As the Green Bay Packers head into 2020, much of the focus on the defensive line will be around retaining the star player on that unit. Kenny Clark will play 2020 on his rookie fifth-year option unless he and the team can come to an agreement on a long-term contract extension before then. That is a primary priority for general manager Brian Gutekunst, but it may not happen until after free agency and the NFL Draft are behind them.

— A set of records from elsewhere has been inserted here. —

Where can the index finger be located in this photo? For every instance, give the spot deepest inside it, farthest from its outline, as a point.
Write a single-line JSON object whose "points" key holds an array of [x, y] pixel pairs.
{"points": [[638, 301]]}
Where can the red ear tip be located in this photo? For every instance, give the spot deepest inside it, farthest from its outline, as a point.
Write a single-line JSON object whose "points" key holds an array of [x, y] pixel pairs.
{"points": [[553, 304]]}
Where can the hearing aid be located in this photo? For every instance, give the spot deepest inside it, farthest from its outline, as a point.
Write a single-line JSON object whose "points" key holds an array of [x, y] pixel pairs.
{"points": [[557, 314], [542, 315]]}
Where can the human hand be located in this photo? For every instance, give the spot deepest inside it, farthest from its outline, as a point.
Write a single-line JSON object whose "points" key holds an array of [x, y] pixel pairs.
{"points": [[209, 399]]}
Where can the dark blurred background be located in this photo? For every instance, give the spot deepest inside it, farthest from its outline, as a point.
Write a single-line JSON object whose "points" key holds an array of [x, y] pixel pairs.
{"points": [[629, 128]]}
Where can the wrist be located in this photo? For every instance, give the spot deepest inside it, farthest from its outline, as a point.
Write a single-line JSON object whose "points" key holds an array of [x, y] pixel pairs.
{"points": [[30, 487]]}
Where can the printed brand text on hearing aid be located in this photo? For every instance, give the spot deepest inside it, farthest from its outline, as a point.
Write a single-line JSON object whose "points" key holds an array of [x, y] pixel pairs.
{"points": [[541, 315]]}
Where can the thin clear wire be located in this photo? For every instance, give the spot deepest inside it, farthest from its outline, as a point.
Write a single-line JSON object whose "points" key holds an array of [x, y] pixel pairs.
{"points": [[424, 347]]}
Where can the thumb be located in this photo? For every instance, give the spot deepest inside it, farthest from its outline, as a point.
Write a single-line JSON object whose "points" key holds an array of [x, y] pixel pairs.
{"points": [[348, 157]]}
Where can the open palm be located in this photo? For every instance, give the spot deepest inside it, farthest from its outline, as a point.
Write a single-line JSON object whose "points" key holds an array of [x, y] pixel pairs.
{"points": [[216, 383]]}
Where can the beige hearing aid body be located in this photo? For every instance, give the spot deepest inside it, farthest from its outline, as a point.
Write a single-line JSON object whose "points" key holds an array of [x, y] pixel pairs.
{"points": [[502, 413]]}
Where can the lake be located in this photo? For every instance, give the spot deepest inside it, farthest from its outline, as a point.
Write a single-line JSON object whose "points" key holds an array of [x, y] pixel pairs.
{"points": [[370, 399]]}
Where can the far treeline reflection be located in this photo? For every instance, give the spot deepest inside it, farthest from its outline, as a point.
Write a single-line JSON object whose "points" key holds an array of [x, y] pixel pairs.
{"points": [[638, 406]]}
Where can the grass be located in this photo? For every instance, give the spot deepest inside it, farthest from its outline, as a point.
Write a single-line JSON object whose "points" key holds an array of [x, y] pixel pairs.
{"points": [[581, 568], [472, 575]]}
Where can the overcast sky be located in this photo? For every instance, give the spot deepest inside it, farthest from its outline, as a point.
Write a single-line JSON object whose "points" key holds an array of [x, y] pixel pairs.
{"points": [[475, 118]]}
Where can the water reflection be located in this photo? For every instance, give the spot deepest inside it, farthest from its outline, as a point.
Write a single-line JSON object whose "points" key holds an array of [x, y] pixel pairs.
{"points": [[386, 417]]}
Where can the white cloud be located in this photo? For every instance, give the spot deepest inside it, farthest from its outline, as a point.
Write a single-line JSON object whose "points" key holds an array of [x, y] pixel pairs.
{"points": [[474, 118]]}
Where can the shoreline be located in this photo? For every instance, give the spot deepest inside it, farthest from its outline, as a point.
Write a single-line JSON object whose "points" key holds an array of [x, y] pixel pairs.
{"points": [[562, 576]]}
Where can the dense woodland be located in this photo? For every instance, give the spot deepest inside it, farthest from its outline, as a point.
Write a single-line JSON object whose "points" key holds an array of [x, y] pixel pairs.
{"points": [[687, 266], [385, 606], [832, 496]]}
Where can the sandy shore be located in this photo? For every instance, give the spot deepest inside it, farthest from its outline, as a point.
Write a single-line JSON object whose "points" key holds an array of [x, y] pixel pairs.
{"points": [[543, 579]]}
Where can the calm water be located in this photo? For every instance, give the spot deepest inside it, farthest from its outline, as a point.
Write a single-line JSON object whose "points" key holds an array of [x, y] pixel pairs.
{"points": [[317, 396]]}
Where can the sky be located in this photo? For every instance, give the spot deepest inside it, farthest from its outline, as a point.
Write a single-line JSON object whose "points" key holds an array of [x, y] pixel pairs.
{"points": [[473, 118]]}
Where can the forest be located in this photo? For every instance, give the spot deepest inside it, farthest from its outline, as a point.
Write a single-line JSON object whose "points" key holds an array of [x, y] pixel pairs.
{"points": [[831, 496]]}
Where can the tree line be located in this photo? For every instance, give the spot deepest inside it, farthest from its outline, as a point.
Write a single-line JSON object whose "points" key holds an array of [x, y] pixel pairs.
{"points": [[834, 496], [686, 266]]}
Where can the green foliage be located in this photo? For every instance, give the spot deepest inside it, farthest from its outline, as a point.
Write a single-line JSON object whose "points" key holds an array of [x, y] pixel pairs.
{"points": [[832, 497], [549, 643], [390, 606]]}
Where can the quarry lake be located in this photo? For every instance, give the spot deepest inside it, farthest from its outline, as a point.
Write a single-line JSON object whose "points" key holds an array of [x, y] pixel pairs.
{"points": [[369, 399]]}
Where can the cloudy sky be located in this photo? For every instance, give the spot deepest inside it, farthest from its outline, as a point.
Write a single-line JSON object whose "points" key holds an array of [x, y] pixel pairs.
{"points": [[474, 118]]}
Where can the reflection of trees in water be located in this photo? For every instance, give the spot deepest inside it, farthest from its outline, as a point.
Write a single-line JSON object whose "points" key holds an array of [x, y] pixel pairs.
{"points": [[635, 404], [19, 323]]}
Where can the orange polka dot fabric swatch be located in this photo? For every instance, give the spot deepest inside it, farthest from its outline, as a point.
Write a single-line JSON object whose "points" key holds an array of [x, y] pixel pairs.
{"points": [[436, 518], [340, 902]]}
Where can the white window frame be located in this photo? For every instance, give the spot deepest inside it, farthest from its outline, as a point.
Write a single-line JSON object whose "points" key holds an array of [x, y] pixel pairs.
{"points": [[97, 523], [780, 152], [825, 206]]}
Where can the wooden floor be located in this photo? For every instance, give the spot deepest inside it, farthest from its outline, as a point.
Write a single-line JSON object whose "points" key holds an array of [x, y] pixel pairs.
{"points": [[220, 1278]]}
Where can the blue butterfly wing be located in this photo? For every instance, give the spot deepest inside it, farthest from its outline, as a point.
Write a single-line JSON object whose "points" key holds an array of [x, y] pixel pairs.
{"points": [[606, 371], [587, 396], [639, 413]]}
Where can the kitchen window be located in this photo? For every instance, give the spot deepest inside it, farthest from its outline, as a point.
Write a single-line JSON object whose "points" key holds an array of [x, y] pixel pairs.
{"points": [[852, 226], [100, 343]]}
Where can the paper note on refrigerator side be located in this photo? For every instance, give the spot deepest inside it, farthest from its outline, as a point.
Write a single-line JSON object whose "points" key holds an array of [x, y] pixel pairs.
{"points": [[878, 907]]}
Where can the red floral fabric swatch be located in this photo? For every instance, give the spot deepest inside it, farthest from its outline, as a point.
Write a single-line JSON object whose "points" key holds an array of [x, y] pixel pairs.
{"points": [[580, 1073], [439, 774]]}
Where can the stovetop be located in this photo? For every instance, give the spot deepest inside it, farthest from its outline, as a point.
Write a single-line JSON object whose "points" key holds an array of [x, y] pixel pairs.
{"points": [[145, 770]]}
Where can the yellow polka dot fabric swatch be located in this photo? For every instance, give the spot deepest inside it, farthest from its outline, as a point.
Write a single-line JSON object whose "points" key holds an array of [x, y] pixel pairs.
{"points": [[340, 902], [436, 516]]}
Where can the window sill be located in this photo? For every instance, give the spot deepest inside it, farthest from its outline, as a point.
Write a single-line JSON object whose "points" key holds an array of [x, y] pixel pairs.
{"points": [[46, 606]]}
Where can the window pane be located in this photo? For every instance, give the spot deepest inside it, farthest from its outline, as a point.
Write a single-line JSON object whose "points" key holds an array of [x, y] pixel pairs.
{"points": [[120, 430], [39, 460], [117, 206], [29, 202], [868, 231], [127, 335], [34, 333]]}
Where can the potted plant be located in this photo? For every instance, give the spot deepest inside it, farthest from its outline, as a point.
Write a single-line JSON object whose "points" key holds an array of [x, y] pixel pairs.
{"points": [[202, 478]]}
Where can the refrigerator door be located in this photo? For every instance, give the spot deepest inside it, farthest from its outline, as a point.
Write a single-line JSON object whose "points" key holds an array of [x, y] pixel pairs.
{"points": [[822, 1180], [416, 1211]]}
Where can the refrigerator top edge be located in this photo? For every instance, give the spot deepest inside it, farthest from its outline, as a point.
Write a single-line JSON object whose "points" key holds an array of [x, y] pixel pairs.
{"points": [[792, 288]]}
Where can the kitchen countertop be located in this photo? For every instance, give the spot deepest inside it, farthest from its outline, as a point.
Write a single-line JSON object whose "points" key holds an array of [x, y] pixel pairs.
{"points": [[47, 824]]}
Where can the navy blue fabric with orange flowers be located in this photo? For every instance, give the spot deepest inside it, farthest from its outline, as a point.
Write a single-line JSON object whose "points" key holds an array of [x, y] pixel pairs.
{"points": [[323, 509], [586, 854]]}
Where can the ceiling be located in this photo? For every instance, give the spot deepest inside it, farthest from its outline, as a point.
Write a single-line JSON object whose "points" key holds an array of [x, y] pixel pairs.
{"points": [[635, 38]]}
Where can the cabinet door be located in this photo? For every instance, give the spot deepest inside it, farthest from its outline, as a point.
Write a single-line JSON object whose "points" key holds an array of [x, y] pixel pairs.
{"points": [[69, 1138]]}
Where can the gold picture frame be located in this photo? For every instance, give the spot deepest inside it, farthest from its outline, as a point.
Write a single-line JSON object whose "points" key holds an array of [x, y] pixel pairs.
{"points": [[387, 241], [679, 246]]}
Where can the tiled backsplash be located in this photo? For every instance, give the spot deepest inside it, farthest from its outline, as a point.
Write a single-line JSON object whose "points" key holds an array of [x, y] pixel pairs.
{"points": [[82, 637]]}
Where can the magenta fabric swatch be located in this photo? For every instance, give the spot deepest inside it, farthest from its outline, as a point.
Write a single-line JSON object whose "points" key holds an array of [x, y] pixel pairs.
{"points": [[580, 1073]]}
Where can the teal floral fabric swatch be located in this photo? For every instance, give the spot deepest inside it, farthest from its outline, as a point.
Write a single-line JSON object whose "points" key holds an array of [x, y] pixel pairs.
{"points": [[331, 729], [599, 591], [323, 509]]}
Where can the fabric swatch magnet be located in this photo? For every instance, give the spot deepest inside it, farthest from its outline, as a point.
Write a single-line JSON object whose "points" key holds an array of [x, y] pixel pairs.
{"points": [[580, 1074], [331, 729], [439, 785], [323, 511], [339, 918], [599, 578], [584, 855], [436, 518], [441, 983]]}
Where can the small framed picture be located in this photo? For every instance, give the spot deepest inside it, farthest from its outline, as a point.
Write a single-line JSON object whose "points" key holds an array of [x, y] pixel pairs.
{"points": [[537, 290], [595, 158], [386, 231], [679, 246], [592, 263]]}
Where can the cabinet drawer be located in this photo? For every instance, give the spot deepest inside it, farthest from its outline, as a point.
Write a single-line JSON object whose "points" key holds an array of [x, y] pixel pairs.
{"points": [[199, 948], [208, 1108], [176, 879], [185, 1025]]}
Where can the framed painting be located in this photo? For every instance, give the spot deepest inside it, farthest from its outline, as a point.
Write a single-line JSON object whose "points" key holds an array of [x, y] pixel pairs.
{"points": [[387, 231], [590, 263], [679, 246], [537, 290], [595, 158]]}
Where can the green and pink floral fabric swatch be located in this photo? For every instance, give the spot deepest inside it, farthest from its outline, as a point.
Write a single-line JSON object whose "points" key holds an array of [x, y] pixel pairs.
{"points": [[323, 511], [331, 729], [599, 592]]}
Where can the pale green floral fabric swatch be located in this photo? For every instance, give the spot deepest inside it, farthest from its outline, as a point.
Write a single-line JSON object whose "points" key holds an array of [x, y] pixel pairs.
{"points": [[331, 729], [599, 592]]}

As for the remaining pieces on the line, only one has an expiring contract. That player seemed a bit miscast in some situations in 2019, but has shown enough that the team would be wise to retain him for next season, especially given the modest investment required to do so.
NFL Experience: 2 years
Free Agent Status: Exclusive-rights
Expiring contract: 2 years, $1.05M total
In his rookie year in 2018, Lancaster was an early season call-up who proved to be a solid run-stuffer in the middle. As he worked towards a bigger role in 2019, one of his primary goals was to improve his pass-rushing abilities. Lancaster did record his first career sacks in the fall with 1.5, but he did not generate much pressure overall, with just three recorded pressures in a total of 381 defensive snaps. That was good for about 37% of the team’s total defensive snaps, a nice bump up from the 26% he played as a rookie.
Given what he has demonstrated in his brief 28-game career, however, Lancaster is probably best suited to be a run-stuffing nose tackle rather than a starting 3-4 end, whether that be at either of the 3- or 5-technique spots. He holds his ground well but just does not generate a great deal of push in the pocket. Having him as the third man in the defensive line rotation for a 3-4 team — even one that uses a lot of two-man lineups — is probably setting him up to struggle.
Thus, the Packers may need to get more creative with Lancaster in terms of his usage. Perhaps moving Kenny Clark out to the end occasionally while in base would be a way to get Lancaster worked in at his best spot while Clark can act as more of a disruptor, a role he is much better-suited to playing. Alternately, there should be enough of a need for a reserve/rotational nose tackle to keep Lancaster around in 2020, particularly since the team would only need to extend him a league-minimum contract to keep him around.
Lancaster’s price tag makes him well worth bringing back for next season. But the Packers should hope for development out of Kingsley Keke or should work to add a more dynamic player to line up on the ends of the line and allow Lancaster to do what he does best — hold the point of attack in the middle.